Spring’s gradual snowmelt has finally revealed what winter left behind, and it’s anything but pretty or fragrant.
All that was tossed, lost and buried under mounds of snow is emerging, prompting some people to hold their noses as they take to the newly passable streets and sidewalks.
“Just picked up a lawn bag full along Nine Mile Creek today,” Marilyn Murray wrote in a Facebook post. “Lots of plastic bags, candy wrappers, glass bottles, a pizza box and bags of dog poo, which makes me think some people fake it when picking up after their pet by tossing it when no one is looking.”
February’s record snowfalls kept much of the debris lost and frozen — the tennis ball the dog didn’t retrieve, the morning newspaper that got buried, a lost mitten, a dirt-encrusted ski hat, even a departed white squirrel. Andrew Kjelland posted that his iPhone X is still buried somewhere in a shaded snowbank that has yet to melt.

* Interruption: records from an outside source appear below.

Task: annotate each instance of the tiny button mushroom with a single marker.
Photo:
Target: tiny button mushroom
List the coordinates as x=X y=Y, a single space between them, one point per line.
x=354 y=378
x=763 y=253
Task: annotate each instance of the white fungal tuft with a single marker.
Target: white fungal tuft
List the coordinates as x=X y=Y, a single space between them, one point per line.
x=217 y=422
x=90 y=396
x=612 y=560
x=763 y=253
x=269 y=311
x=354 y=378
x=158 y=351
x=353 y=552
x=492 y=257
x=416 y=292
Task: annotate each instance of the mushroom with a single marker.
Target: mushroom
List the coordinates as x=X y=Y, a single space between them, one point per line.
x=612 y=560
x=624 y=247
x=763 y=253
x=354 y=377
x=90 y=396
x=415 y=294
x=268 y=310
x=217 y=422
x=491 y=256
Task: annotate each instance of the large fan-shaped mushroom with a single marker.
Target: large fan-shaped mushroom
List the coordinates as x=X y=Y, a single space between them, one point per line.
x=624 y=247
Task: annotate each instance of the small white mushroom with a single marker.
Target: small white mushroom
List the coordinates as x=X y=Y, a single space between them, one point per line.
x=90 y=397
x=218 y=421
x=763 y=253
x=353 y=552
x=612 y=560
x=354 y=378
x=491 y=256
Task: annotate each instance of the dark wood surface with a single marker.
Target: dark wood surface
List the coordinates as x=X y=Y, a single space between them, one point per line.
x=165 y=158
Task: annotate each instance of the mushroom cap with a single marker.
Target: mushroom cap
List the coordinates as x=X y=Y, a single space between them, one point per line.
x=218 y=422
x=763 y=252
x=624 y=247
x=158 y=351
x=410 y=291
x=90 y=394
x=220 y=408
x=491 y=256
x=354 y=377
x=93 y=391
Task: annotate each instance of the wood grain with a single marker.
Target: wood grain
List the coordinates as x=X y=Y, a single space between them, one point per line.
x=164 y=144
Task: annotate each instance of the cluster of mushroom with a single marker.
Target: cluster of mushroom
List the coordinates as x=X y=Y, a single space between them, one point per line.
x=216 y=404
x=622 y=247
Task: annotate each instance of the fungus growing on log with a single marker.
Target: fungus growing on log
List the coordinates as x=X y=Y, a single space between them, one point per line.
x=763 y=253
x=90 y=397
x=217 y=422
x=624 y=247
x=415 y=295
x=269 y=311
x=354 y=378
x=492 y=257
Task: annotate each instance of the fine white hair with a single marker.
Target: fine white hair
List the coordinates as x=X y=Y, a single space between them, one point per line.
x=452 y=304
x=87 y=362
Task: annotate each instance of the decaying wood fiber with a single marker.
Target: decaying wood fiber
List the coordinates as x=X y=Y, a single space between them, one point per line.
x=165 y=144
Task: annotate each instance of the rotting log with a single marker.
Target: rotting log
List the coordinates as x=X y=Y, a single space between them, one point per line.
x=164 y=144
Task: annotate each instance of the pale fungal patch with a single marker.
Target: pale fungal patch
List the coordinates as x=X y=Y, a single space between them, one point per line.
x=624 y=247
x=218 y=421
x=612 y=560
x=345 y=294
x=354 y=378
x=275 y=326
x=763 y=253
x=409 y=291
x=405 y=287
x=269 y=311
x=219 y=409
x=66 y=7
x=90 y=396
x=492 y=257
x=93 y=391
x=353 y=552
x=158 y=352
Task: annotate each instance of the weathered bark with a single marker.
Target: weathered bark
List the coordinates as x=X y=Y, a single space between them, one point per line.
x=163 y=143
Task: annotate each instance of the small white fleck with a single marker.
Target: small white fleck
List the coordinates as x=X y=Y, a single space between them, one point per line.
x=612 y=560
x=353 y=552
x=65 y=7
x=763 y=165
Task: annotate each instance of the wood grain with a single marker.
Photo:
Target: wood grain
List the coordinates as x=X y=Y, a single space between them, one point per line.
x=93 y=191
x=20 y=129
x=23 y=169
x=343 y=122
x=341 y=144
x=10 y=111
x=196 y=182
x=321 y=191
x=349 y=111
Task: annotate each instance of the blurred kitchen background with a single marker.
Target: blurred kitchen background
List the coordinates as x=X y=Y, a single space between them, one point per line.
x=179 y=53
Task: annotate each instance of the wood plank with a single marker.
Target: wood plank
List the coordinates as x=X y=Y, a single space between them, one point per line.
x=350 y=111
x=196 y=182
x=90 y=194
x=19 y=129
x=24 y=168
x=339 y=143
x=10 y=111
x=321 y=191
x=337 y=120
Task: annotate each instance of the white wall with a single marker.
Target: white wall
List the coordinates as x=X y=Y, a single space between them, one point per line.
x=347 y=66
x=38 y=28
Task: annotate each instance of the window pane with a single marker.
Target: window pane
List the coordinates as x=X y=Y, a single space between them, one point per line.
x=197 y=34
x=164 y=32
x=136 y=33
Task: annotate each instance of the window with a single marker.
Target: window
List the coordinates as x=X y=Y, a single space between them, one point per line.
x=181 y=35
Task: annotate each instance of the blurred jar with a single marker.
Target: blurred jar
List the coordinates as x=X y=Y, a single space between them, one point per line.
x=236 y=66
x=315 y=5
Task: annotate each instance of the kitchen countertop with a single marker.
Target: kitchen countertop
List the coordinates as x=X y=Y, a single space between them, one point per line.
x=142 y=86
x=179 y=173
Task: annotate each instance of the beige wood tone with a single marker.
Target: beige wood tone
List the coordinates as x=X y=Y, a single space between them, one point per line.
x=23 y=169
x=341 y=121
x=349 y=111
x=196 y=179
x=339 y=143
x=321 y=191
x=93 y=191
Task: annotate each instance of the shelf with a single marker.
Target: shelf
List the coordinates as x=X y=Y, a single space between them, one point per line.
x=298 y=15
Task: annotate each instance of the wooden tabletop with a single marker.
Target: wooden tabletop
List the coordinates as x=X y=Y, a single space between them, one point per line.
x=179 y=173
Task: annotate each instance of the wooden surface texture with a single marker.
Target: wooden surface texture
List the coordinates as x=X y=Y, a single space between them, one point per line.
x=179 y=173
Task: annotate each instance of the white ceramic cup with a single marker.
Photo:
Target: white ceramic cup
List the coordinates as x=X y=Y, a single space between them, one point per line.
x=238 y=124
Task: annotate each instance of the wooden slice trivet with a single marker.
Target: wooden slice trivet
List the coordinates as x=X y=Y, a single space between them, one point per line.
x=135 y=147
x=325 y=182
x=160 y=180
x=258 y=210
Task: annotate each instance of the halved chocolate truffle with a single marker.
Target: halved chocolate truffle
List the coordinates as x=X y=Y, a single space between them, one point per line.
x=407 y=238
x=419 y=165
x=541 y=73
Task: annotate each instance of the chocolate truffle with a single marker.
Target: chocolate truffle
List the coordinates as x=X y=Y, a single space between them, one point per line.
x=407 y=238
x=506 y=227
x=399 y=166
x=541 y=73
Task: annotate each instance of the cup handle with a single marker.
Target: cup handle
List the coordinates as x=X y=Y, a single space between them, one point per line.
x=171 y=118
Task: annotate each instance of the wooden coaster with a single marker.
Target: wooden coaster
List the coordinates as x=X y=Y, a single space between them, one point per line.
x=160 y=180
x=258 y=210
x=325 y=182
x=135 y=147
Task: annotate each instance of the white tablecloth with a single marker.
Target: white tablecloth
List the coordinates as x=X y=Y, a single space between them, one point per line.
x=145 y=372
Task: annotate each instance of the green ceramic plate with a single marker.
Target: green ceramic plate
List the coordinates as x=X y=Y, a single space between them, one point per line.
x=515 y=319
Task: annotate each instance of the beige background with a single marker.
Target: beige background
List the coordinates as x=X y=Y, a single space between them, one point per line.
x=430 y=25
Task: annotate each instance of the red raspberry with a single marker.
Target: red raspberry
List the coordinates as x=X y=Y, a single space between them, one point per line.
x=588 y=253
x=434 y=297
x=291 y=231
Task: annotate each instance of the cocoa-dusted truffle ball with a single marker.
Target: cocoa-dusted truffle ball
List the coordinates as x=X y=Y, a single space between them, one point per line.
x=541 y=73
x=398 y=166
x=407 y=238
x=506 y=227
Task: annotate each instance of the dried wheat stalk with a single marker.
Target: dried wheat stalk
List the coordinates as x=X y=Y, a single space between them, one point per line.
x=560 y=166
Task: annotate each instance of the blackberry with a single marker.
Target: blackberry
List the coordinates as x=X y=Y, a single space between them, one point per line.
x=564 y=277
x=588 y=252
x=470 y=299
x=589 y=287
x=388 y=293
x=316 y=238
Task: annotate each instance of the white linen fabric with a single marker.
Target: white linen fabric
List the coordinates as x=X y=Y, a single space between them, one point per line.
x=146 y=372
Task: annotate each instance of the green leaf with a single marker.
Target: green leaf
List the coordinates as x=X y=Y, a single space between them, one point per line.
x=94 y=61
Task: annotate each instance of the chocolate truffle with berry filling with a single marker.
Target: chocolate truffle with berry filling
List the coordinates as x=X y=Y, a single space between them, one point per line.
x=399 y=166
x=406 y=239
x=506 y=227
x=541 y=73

But in places where the mounds of snow have disappeared, crunched water bottles, fast-food bags, cigarette butts and bits of paper litter the landscape. Those repelled by it are taking matters into their own hands.
Dave Herberholz, who oversees solid waste collection and recycling for Minneapolis, said the city has gotten a surge of requests from businesses, residents and neighborhood groups for supplies to use while picking up the trash that litters boulevards, streets and parks. Through the Clean City program, residents can obtain gloves, yellow trash bags, safety vests and litter grabbers.
Other volunteers will soon take to the streets and parks during spring cleanup events sponsored by various groups and communities. For example, St. Paul will hold its annual spring cleanup April 27.
Last year, the effort attracted more than 1,500 volunteers. A few hundred who fanned out across Como Park collected enough garbage to fill a couple of pickup trucks, said Tricia Wehrle, who helps organize the annual cleanup.
In Minneapolis, about 500 volunteers collected 4,700 pounds of garbage during last year’s annual park cleanup, said Dawn Sommers, spokeswoman for the Minneapolis Park and Recreation Board. This year’s cleanup will be on April 20.
“Unfortunately, public litter in the parks during the winter season gets frozen in layers of snow and ice,” Sommers said. With 180 park properties and a lot of snow piles, it takes awhile for crews to clean up the mess, she said. Litter frozen along lake shorelines and water edges is more difficult to clean up and it’s unsafe to try to remove during early spring, she added.
Kent Barnard, spokesman for the state Department of Transportation, is stunned when he sees people throw cigarette butts, pop cans and other garbage from their car windows. “I want to give them the evil eye,” he said.
Some of the roadside litter, however, is unintentional, like the bumper left after cars skidded into one another or a muffler that fell off, Barnard said. Throughout the winter, highway crews remove those things and others — the mattress that slipped from a car’s roof or a load of scrap metal that fell off a semitrailer truck — that pose road hazards.
Through spring, crews and Adopt-a-Highway volunteers will trudge along roadsides and in ditches, collecting everything from hub caps to plastic sheeting blown off construction sites to the trash that people should have thrown in the garbage or a recycling bin.
“After the winter, there’s just a lot more of it,” Barnard said.
And a few surprises: One year Barnard found a small wood stove along a roadside.
“What’s sad are the cats and dogs who have been hit,” he said. “And there’s always that one shoe. How does a person lose a shoe? And then you wonder where the other shoe is.”